Guaidó perde força após levante falhar. Maduro faz “limpa” no Exército

Líder opositor admite que fracassono mês passado foi um dos fatores que fez a oposição aceitar negociação com o chavismo na Noruega

Igo Estrela/MetrópolesIgo Estrela/Metrópoles

atualizado 22/05/2019 12:25

No fim de abril, o líder opositor venezuelano Juan Guaidó fez uma aposta de risco: em uma base aérea de Caracas, ao lado de dezenas de militares e aliados políticos, deu início a uma tentativa de levante militar contra o presidente Nicolás Maduro.

Apesar do apoio popular, com manifestantes enfrentando soldados leais ao chavismo nas principais vias da capital venezuelana, o apelo às Forças Armadas não teve a adesão esperada e a iniciativa fracassou ao final do dia.

Três semanas depois, Guaidó trocou seu endereço fixo por meia dúzia de esconderijos para não ser preso. A maioria dos homens que estiveram com ele naquele 30 de abril, e muitos dos legisladores que o apoiam, estão presos ou abrigados em embaixadas estrangeiras. Os soldados rotineiramente fecham a Assembleia Nacional, presidida pelo opositor.

E os protestos que nos primeiros meses do ano encheram as ruas com os partidários de Guaidó estão diminuindo à medida que os venezuelanos, lutando contra uma economia decadente e escassez de alimentos, medicamentos e, agora, até gasolina, focam sua atenção em sobreviver.

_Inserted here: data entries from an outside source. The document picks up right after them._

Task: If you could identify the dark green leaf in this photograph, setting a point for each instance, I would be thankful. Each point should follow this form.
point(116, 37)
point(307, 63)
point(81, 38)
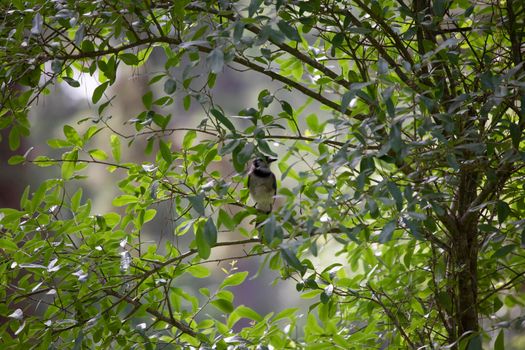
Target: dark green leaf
point(253, 7)
point(503, 251)
point(71, 82)
point(290, 32)
point(99, 91)
point(210, 232)
point(291, 259)
point(197, 202)
point(215, 60)
point(499, 344)
point(345, 101)
point(129, 59)
point(388, 230)
point(503, 211)
point(222, 119)
point(165, 151)
point(234, 279)
point(396, 194)
point(170, 86)
point(223, 305)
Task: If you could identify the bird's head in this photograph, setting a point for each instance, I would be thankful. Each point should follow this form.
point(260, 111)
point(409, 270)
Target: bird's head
point(262, 162)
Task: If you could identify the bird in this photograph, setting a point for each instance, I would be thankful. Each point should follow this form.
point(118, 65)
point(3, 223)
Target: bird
point(262, 184)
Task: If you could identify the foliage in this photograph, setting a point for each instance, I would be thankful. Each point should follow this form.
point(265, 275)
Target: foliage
point(411, 171)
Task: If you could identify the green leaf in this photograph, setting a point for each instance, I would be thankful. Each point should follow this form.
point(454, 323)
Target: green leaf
point(503, 211)
point(69, 160)
point(515, 134)
point(71, 82)
point(222, 119)
point(99, 91)
point(503, 251)
point(115, 147)
point(203, 247)
point(170, 86)
point(165, 151)
point(129, 59)
point(387, 231)
point(98, 154)
point(475, 343)
point(253, 7)
point(124, 199)
point(210, 232)
point(345, 101)
point(290, 32)
point(72, 135)
point(8, 245)
point(198, 271)
point(234, 280)
point(147, 99)
point(188, 139)
point(265, 148)
point(16, 159)
point(396, 194)
point(499, 344)
point(223, 305)
point(14, 138)
point(291, 259)
point(197, 202)
point(215, 60)
point(57, 143)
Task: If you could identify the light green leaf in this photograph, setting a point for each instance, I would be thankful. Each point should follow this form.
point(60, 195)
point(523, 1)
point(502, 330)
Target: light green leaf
point(234, 280)
point(188, 139)
point(115, 147)
point(198, 271)
point(215, 60)
point(388, 230)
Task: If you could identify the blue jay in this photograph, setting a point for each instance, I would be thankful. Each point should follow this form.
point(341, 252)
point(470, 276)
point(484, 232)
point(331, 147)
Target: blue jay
point(262, 184)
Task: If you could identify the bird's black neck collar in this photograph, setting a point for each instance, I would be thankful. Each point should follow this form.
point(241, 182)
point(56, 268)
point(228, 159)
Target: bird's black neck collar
point(262, 172)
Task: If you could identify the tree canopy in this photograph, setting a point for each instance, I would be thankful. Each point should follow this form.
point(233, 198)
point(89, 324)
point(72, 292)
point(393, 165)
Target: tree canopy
point(410, 171)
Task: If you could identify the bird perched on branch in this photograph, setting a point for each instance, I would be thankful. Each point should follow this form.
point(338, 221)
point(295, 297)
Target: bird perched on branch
point(262, 184)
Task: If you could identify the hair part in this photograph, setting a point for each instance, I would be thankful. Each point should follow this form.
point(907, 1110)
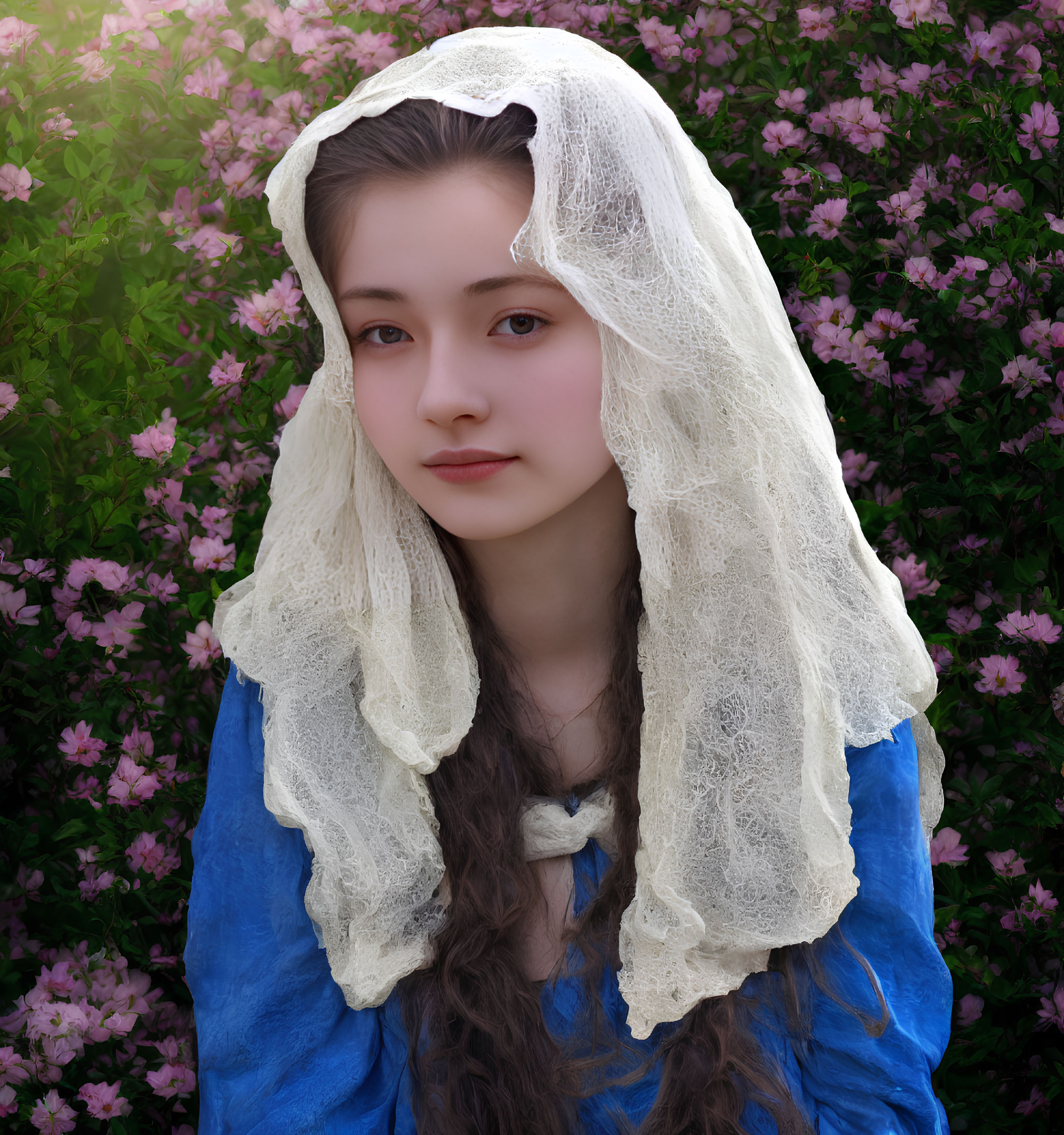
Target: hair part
point(413, 141)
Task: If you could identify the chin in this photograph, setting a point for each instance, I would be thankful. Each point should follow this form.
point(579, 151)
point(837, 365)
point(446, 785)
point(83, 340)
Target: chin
point(478, 522)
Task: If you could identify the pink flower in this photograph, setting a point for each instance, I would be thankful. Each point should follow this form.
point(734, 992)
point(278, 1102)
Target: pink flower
point(709, 101)
point(659, 39)
point(888, 325)
point(93, 67)
point(1007, 864)
point(373, 52)
point(782, 136)
point(16, 37)
point(201, 646)
point(1001, 676)
point(1038, 130)
point(856, 468)
point(913, 577)
point(921, 271)
point(13, 1071)
point(877, 78)
point(793, 103)
point(153, 443)
point(208, 81)
point(1038, 1101)
point(8, 1100)
point(172, 1080)
point(963, 620)
point(1052, 1013)
point(116, 631)
point(95, 883)
point(80, 746)
point(816, 23)
point(855, 119)
point(827, 217)
point(238, 177)
point(227, 372)
point(104, 1100)
point(1035, 628)
point(137, 744)
point(84, 789)
point(1023, 375)
point(910, 13)
point(151, 856)
point(291, 402)
point(38, 569)
point(8, 400)
point(162, 587)
point(53, 1115)
point(969, 1009)
point(943, 391)
point(266, 314)
point(212, 553)
point(15, 182)
point(59, 125)
point(918, 78)
point(110, 576)
point(947, 849)
point(902, 208)
point(131, 784)
point(14, 608)
point(1039, 903)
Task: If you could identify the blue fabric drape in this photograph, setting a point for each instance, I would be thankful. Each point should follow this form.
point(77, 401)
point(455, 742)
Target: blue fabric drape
point(281, 1052)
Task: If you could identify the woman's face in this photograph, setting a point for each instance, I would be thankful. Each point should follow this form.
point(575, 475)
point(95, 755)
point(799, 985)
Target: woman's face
point(477, 380)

Enfraquecido e incapaz de entregar a prometida solução para a crise que assola o país, Gaidó foi obrigado a aceitar negociar com Maduro. Chavismo e oposição enviaram representantes na semana passada para uma rodada de diálogo na Noruega.

Em público, Guaidó continua otimista e inabalável. Em manifestações rápidas no entorno de Caracas, ele pede que seus apoiadores mantenham os protestos. Mas durante uma entrevista, ele reconheceu que a capacidade da oposição de mobilizar a população está diminuindo.

“A perseguição (do governo chavista) foi selvagem”, disse Guaidó no corredor vazio de um dos esconderijos que usa.

Em discurso para funcionários públicos na semana passada, o líder opositor explicou que aceitou negociar com o chavismo, mas garantiu que não “se deixaria se enganado por falsas negociações”. Ele também afirmou que seu objetivos ainda são tirar Maduro do poder, estabelecer um governo de transição e convocar eleições justas e livres.

Aposta chavista
Seis anos de recessão, no entanto, tornaram Maduro perito em administrar, quando não consegue resolver, crises que geram efeito cascata. Agora ele aposta que a repressão e a fadiga acabarão com o apoio de Guaidó antes que as sanções obriguem seu governo a deixar o poder, diz Félix Seijas, diretor da empresa de pesquisas Delphos, com sede em Caracas.

“O governo acha que o tempo está a seu favor e não está necessariamente errado. Nenhum dos lados pode fortalecer o outro, mas o governo acredita que esta situação é algo que eles podem administrar e controlar”, completou.

Líderes da oposição disseram que continuarão trabalhando para tirar Maduro do cargo e estabelecer um governo de transição dos esconderijos e embaixadas onde buscaram abrigo.

“O objetivo agora não é se tornar um mártir político por ser preso”, disse Juan Andrés Mejía, parlamentar do Partido da Voluntad Popular, de Guaidó, que se escondeu depois que o governo retirou sua imunidade parlamentar na semana passada. “O objetivo é conseguir um governo de transição. Estou focado agora em garantir que o trabalho que começamos não pare.”

Ofensiva de Maduro
Para mostrar que continua com respaldo dos militares, na terça-feira Maduro ordenou que as Forças Armadas “capturem traidores”.

“Se surgir um traidor, devem capturá-lo imediatamente. É uma ordem: capturá-lo imediatamente!”, disse o líder bolivariano em um ato com o alto comando militar e 12 mil soldados no Estado de Carabobo.

Maduro determinou ainda “ativar” os “sistemas de armas (…) para tornar impossível ao imperialismo qualquer aventura”, em referência aos Estados Unidos, que impuseram sanções financeiras à Venezuela e não descartam qualquer opção para remover o atual governo, incluindo a militar.